We have a new dd due any day but we are still grieving our lost dd who died in an accident last year aged 3. Ontop of all those baby hormones I know it will be a very emotional time. Does anyone have any experience of this, especially with a same sex child coming so soon after one lost?

OP posts:
babamummy · 15/08/2012 13:35

I'm so sorry you lost DD1. We lost DS1 2 years ago - he was born with a medical condition, thought everything was sorted through surgery but he died unexpectedly when he was 13 months old. The devastation and heartbreak was awful. I mourned losing DS but also mourned being a mum. It isn't for everyone but I got pregnant quite quickly after losing DS1- I remember worrying that everyone was judging me. We didn't find out the sex in pregnancy but I remember worrying how I would cope if we had a son. I gave birth to DS2 2 days after what would have been DS1's 2nd birthday. I found all those worries dissolved once DS2 was born. The pregnancy was a really emotional time. I saw a therapist which helped but remember worrying that my depression was affecting the baby. Have you had support since losing your daughter? Noone can ever replace your first daughter but you will feel that wonderful feeling of holding a child again. Please post if you ever feel you need to talk.

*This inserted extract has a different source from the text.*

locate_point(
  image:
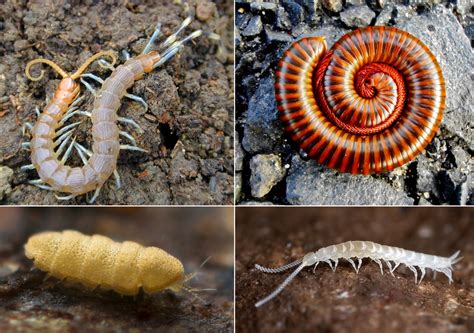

MiaAlexandrasmummy · 15/08/2012 18:55

baglady yes, there are quite a few women on MN with this experience of a 'rainbow' baby. We can be found here Some of us have our rainbow babies, some are still hoping, some of us are pg, like me. There is plenty of support here which might help you through what is an incredibly difficult but joyous time. Do join us if it feels right for you.

bagladywilts · 15/08/2012 20:34

Thank you miaalexandrasmummy,.. I have not heard the expression rainbow baby. Congratulations. I will hop over to that thread. Babamummy,.. Good to hear how the arrival of ds2 helped you so much. I have an amazing psychologist who has been a tremendous lifeline through the very dark days. I m so thankful to have found her. It took a long time and lots of very unhelpful counsellors before I did tho.

OP posts:
MiaAlexandrasmummy · 15/08/2012 21:27

Often this is the explanation I have seen about rainbow babies...

'Rainbow Baby' is the understanding that the beauty of a rainbow does not negate the ravages of the storm. When a rainbow appears, it doesn?t mean the storm never happened or that the family is not still dealing with its aftermath. What it means is that something beautiful and full of light has appeared in the midst of the darkness and clouds. Storm clouds may still hover but the rainbow provides a counter balance of colour, energy and hope.

zeno · 15/08/2012 21:37

Hi baglady. I'm sorry to hear about your dd.

Our dd1 died unexpectedly aged 4 and dd2 was born nine weeks later, so you are not alone. I longed to hear about other parents who had done it and survived and that their subsequent children were ok. I still do!

We are doing ok and so is dd2. There are lots of aspects and effects that are impossible to discuss meaningfully with most people, even really good friends. I have a specialist bereavement counsellor who has been amazing and essential.

I am really happy to share our experiences with you if you would like. I'm shy about posting in any detail publicly, but if you'd like to private message me we can talk that way.

It's hard, but it's possible. We shouldn't have to do it, but we can.